ODPRN Citizens’ Panel

The ODPRN Citizens’ Panel is a group of up to 25 volunteer citizens from across Ontario who have collectively come together to ensure that the ODPRN appropriately identifies issues of importance to the public, and incorporates these priorities into all aspects of our research.

Involvement

In addition to meeting bi-monthly by teleconference and annually in-person to provide their input on current research projects and deliverables, members:

  • Identify priority research areas: Members identify topics of joint interest to policymakers, researchers and the general public based on aligned research priorities. This includes the collective development of research projects, including a report on the Landscape of Prescription Stimulant Use (September 2018) and a report Characterizing Prescription Benzodiazepine Use (April 2021).
  • Are integrated with researchers & policymakers: This includes several leadership roles within the Citizens’ Panel, such as membership within our Stakeholder Advisory Panel, Ontario Opioid Drug Observatory, and opportunities for engagement with drug policy makers.
  • Participate on research teams: Currently, members are individually working on specific projects of interest to them throughout all stages of the research process, from developing the objectives to reviewing dissemination material, in order to ensure that our research is understandable to the general public.
  • Enhance patient engagement: Members are formally acknowledged on published material and have been instrumental in developing patient engagement opportunities (see Town Halls below) and tools including our online drug policy training modules.

ODPRN Citizen Virtual Town Hall Series

In 2022, the ODPRN Citizens’ Panel launched an initiative to raise awareness and understanding of current drug policy issues experienced by the general public by providing a platform for meaningful conversation between citizens of Ontario. The ODPRN will be conducting virtual town halls with other Ontario Citizens who are invited to share stories and raise questions on topics related to drug policy research in Ontario. A moderator and a content specialist will be available to answer questions and offer insight. These discussions will be used by ODPRN and other groups to inform future research and policy priorities that incorporates perspectives of people with lived experience.

Keep an eye out here for future topic announcements in this Town Hall series!

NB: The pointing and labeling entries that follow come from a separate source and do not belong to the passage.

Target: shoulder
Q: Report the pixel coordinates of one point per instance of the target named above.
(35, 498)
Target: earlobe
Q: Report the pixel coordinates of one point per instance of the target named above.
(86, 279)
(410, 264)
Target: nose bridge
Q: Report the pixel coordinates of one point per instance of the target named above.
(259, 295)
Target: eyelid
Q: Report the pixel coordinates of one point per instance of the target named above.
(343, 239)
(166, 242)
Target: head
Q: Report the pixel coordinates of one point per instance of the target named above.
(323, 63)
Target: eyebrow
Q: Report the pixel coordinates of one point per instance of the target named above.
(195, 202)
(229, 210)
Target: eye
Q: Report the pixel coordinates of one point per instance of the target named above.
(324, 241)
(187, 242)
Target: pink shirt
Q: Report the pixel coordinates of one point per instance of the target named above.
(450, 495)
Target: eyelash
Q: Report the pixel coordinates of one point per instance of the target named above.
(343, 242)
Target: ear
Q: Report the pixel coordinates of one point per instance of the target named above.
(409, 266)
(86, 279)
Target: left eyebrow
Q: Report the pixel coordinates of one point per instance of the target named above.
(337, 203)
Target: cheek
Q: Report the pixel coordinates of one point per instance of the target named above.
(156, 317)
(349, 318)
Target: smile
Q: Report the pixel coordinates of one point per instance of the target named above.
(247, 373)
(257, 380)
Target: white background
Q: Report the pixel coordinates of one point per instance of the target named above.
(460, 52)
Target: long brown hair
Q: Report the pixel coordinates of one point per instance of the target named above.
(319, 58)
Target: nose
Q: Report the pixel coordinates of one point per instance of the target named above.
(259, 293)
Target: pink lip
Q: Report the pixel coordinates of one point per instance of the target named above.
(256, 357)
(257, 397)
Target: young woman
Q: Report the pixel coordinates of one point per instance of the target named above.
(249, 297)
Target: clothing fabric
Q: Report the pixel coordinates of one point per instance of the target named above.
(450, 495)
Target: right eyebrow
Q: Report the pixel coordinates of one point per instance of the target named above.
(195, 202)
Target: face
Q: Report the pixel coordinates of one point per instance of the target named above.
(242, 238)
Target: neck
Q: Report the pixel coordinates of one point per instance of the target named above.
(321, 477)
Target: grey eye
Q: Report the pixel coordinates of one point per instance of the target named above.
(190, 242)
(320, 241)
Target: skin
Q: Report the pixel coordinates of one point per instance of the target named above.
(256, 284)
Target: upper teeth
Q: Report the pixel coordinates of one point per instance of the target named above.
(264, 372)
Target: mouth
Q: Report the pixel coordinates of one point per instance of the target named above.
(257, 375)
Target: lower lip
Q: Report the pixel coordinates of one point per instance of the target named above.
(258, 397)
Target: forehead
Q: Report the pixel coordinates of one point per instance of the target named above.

Interested in becoming a Member?

The ODPRN is looking for a few more individuals to join our Citizens’ Panel. If you are interested in becoming a member, please email Emily at Emily.Schneider@unityhealth.to for more information.


Members

Brent

Brent is an Industrial Engineer by training and has lived and worked in Ontario for most of his career with a brief stint in the US. He is passionate about consumer health and empowering patients to take a more active role in their own health and wellness. Brent has considerable experience working across Canada to improve medication management and medication safety by using technology effectively and hopes to be able to contribute to ODPRN to continue to improve Ontario’s health system. Brent is married with two children and lives in Toronto.

Christine Caron

In the summer of 2013, I became known around the world as the “dog bite lady” after an infection and septic shock almost took my life. I am a patient advisor and advocate; I lead support teams for Canadian Sepsis Survivors and Amputees. I am a voice to help ensure research is both meaningful to and understood by septic and trauma patients and their families, using my background in science and health research communications along my lived experience to advocate for improved outcomes for infection survivors, for strategies to improve the lives of survivors and to support families who share in this journey.

Joyce Daigle

Joyce Daigle is a mom who was drawn to the Citizens’ Panel following the death of her twenty-one year old daughter due to toxic drug poisoning. Having retired from the classroom, Joyce is currently an Academic Remediation Specialist. 

Robert Deonarine

Robert (he/him) is a current Health and Physical Education secondary school teacher for the Peel District School Board. He holds an Honours Bachelor of Arts (H.B.A.) from the University of Toronto at Mississauga; a Bachelor of Education (B.Ed.) from York University; and a Masters Degree from Ryerson University. He also served in the Canadian Armed Forces as a Reservist attaining his Canadian Decoration (CD) medal. He is a current member of the Drug Shortages in Canada – Expert Panel.. 

Graham Gould

Graham, originally from Guelph, graduated from Western University with a Bachelor of Health Science in 2024. During his time at Western, he contributed to research surrounding patient experiences in the Canadian healthcare system, and is very passionate about bridging the gap between patients and care. Outside of the classroom, he has worked in child and youth programming ranging from piano teaching to camp counselling.

Matt Joosse

Matt (he/him) is a Project Manager for the Early Years’ Workforce Development Strategy in the Homelessness Prevention & Children’s Services Department of Social Services at the County of Lambton. Previously Matt spent more than a decade as a Health Promoter for Lambton Public Health. Matt has a Bachelor of Biological Sciences (Hons.) degree (2009) and a Master of Public Health degree (2011) from the University of Guelph as well as a Professional Certificate in Project Management (2018) through Western University.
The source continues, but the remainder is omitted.